Bill Clinton himself is an example of “youth as resources.” He speaks frequently of his own experience as a youth whose active involvement in community service--and whose trip to meet President Kennedy at the American Legion’s Boys Nation in 1963--had a lasting, positive impact on his personal life and political career. He campaigned for a National Service Trust Fund that would finance college education through significant community service by young people.

Both child-service providers and youth-participation promoters will scramble for scarce resources and seek a sympathetic ear in the Clinton White House. The voices of the service providers are louder in Washington than those of their community-based counterparts, but the hope is that both will be heard.
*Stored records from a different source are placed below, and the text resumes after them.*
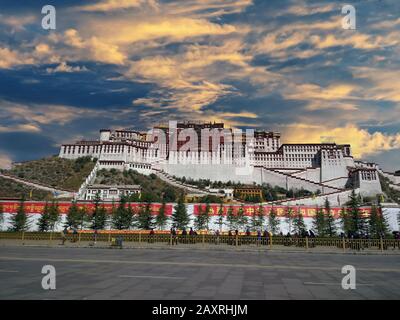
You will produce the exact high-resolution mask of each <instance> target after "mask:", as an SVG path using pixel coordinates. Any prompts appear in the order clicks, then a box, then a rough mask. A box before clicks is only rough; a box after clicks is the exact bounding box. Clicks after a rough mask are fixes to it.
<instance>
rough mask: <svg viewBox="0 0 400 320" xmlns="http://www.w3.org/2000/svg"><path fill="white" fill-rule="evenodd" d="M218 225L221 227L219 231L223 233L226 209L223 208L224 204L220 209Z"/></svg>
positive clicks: (218, 214)
mask: <svg viewBox="0 0 400 320" xmlns="http://www.w3.org/2000/svg"><path fill="white" fill-rule="evenodd" d="M217 224H218V226H219V231H222V226H223V225H224V208H223V205H222V202H221V204H220V205H219V209H218V220H217Z"/></svg>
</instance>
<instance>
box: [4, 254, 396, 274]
mask: <svg viewBox="0 0 400 320" xmlns="http://www.w3.org/2000/svg"><path fill="white" fill-rule="evenodd" d="M1 260H6V261H40V262H71V263H93V264H99V263H110V264H131V265H135V264H137V265H143V264H144V265H158V266H167V265H170V266H177V267H183V266H186V267H222V268H246V269H272V270H273V269H288V270H333V271H338V270H339V271H340V270H341V266H337V267H328V266H293V265H291V266H288V265H262V264H240V263H205V262H184V261H180V262H172V261H138V260H135V261H128V260H97V259H59V258H22V257H7V256H4V257H2V256H0V261H1ZM357 271H369V272H395V273H400V269H399V268H396V269H389V268H362V267H357Z"/></svg>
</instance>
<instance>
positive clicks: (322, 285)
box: [303, 282, 375, 287]
mask: <svg viewBox="0 0 400 320" xmlns="http://www.w3.org/2000/svg"><path fill="white" fill-rule="evenodd" d="M303 284H305V285H312V286H338V287H339V286H341V284H340V283H330V282H303ZM357 286H367V287H373V286H375V285H374V284H372V283H357Z"/></svg>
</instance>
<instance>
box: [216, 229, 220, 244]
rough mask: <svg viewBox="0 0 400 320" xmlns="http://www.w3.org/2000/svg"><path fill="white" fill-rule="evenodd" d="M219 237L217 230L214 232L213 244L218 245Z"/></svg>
mask: <svg viewBox="0 0 400 320" xmlns="http://www.w3.org/2000/svg"><path fill="white" fill-rule="evenodd" d="M219 235H220V232H219V230H216V231H215V237H216V239H215V240H216V242H215V244H219Z"/></svg>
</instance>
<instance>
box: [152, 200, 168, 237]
mask: <svg viewBox="0 0 400 320" xmlns="http://www.w3.org/2000/svg"><path fill="white" fill-rule="evenodd" d="M167 221H168V216H167V214H166V203H165V201H163V203H162V205H161V207H160V210H159V211H158V214H157V217H156V222H155V224H156V226H157V227H158V228H159V229H160V230H163V229H164V228H165V226H166V225H167Z"/></svg>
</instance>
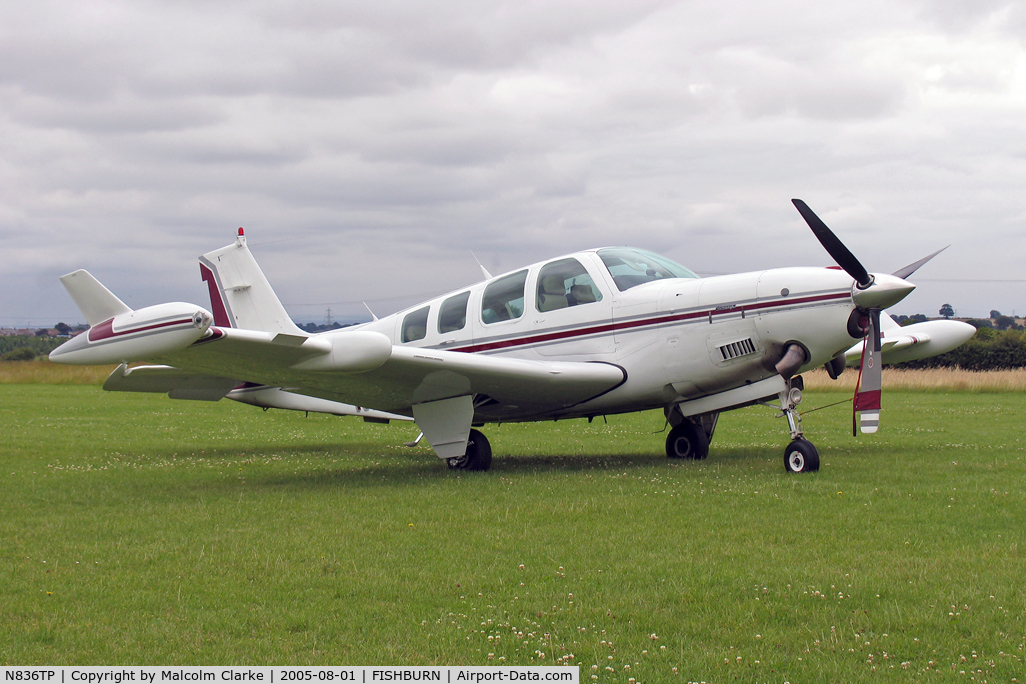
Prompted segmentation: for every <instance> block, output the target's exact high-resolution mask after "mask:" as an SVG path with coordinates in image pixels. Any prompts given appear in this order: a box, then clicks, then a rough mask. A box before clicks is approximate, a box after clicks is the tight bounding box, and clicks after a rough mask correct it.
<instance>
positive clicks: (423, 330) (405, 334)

Which image will prevail? It would be as mistaken for Bill Clinton to overcompensate for past national neglect by proposing programs that view youth solely as clients of services, as it would be to expect young people to shoulder the burden of community problems whose causes and solutions are beyond them.

It would be mistaken to synthesize these two images of youth into one piece of omnibus legislation. There is no single approach to public policy or program planning that encompasses all images of youth in society. These are separate movements that could possibly be used in mutually reinforcing ways, but the challenge is to develop both simultaneously without focusing exclusively on one.

As the United States emerges from the neglect of the ‘80s, both agendas are important and affordable in a “peace dividend” economy. We can only hope that the new national efforts to help children will reflect the realities of young people themselves, rather than the professional ideologies of the adults who advocate for them.